Whether in novels or films, artificial intelligence has been a fascinating topic for decades. The synthetic humans imagined by Philip K. Dick still exist only in science fiction, but artificial intelligence is real and is playing an increasingly important role in many areas of our lives.
While people continue to debate robots with AI-powered brains, a more common and equally powerful form of AI is already starting to make an impact in cybersecurity. Its purpose is to act as a force multiplier for hard-working security professionals.
As noted in the Devo SOC Performance Report, Security Operations Center (SOC) analysts are often overwhelmed by the huge number of alerts appearing on their screens every day. “Alert fatigue” has become one of the major reasons for analyst burnout across the industry.
In an ideal situation, AI could help SOC analysts keep up with—and stay ahead of—smart and relentless threat actors who may eventually use AI effectively for cybercrime or espionage. Fortunately, this has not fully happened yet.
AI Is Seen as a Force Multiplier, But Reality Is More Complex
Devo commissioned Wakefield Research to survey 200 IT security professionals in order to better understand their views on AI. The survey covered AI adoption in several defensive areas, including threat detection, breach risk prediction, and incident response and management.
AI is often seen as a force multiplier for cybersecurity teams facing sophisticated attacks, staff shortages, and growing security demands. However, not all AI is as “intelligent” as people assume, even before considering the mismatch between organizational needs and actual capabilities.
Misconception 1: AI-Driven Cybersecurity Has Fully Arrived
All respondents said their organizations were already using AI in one or more areas. The most common use case was IT asset inventory management, followed by threat detection and breach risk prediction.
However, when it comes to using AI to directly fight threat actors, the results are still limited. About 67% of respondents said their organization’s use of AI had “only scratched the surface of the problem.”

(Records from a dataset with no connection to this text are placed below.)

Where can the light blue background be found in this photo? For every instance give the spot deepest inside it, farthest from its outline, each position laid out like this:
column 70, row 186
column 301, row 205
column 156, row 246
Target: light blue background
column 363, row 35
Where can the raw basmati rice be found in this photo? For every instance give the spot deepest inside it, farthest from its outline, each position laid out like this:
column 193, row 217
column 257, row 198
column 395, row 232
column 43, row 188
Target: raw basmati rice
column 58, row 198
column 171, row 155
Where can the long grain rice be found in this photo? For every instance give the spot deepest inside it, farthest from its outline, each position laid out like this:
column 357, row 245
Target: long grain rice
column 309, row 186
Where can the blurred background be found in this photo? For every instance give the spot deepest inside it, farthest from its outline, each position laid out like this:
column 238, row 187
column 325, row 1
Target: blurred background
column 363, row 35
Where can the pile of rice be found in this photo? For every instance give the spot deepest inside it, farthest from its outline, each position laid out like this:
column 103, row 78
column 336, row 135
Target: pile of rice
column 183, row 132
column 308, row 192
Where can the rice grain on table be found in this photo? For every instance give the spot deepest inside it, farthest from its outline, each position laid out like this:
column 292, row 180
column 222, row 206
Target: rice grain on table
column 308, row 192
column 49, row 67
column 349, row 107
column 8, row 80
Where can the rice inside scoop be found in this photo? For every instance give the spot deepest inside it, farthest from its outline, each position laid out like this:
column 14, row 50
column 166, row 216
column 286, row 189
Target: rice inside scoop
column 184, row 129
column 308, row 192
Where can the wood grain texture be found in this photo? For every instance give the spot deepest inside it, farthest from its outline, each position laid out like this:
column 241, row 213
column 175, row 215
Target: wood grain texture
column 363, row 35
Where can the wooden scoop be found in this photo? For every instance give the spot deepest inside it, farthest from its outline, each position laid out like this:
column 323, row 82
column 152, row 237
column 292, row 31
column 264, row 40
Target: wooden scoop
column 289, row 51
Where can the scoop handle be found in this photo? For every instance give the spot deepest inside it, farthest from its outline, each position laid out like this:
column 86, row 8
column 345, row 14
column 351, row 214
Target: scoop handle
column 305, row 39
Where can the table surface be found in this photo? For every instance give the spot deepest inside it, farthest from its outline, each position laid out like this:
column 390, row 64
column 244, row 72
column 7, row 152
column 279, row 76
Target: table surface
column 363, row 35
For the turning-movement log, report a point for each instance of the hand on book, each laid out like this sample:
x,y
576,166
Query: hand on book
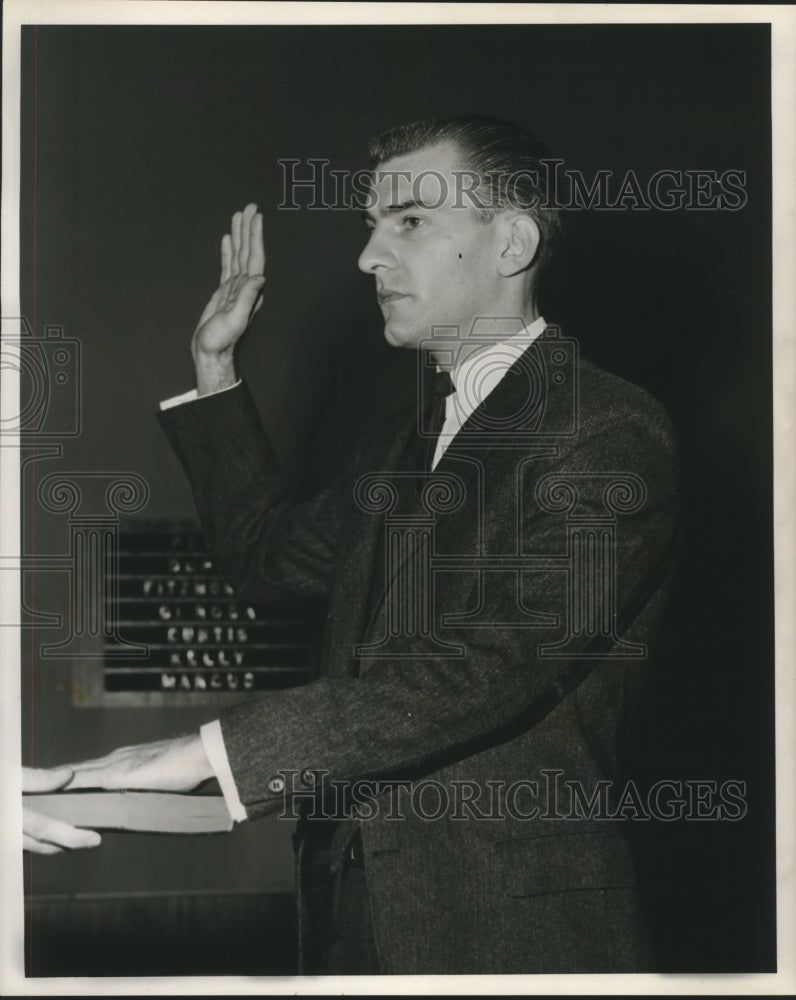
x,y
175,765
43,834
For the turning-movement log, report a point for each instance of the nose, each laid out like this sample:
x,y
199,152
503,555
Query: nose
x,y
377,253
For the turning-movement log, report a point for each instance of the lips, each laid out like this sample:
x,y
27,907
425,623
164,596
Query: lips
x,y
389,295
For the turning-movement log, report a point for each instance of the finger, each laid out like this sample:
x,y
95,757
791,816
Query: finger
x,y
244,305
235,238
245,242
38,779
226,258
256,247
37,847
55,831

More than half of the respondents believed their organizations currently rely too heavily on AI. Fewer than one-third felt their organization’s level of reliance was appropriate, while only a small number believed their organization was not doing enough with AI.
Misconception 2: AI Will Solve Security Problems
When asked about the challenges of using AI in cybersecurity, respondents were very honest. Only 11% said they had experienced no issues at all. The vast majority reported that AI use still comes with clear problems.
When asked where AI-related challenges appeared in their organization’s security stack, core cybersecurity functions did not perform especially well. A total of 53% of respondents said IT asset inventory management was the biggest problem area. Other cybersecurity-related functions also received weak feedback:
- Threat detection (33%)
- Understanding cybersecurity strengths and gaps (24%)
- Breach risk prediction (23%)
Interestingly, only 13% of respondents identified incident response as a major area of AI-related challenges.
Misconception 3: If AI Is Intelligent, It Must Be Effective
It is clear that although AI is already being used in cybersecurity, the results remain mixed. One of the biggest misunderstandings is that not all AI is truly “intelligent” in the way the name suggests. This becomes even more obvious when organizational needs and actual AI capabilities do not match.
The cybersecurity industry has long searched for a “silver bullet” solution, and AI is simply the latest example. Organizations need to stay thoughtful and results-focused when evaluating and deploying AI solutions. They also need to work with experts who have real experience in AI technologies. Otherwise, they risk failure in an area where there is very little room for error.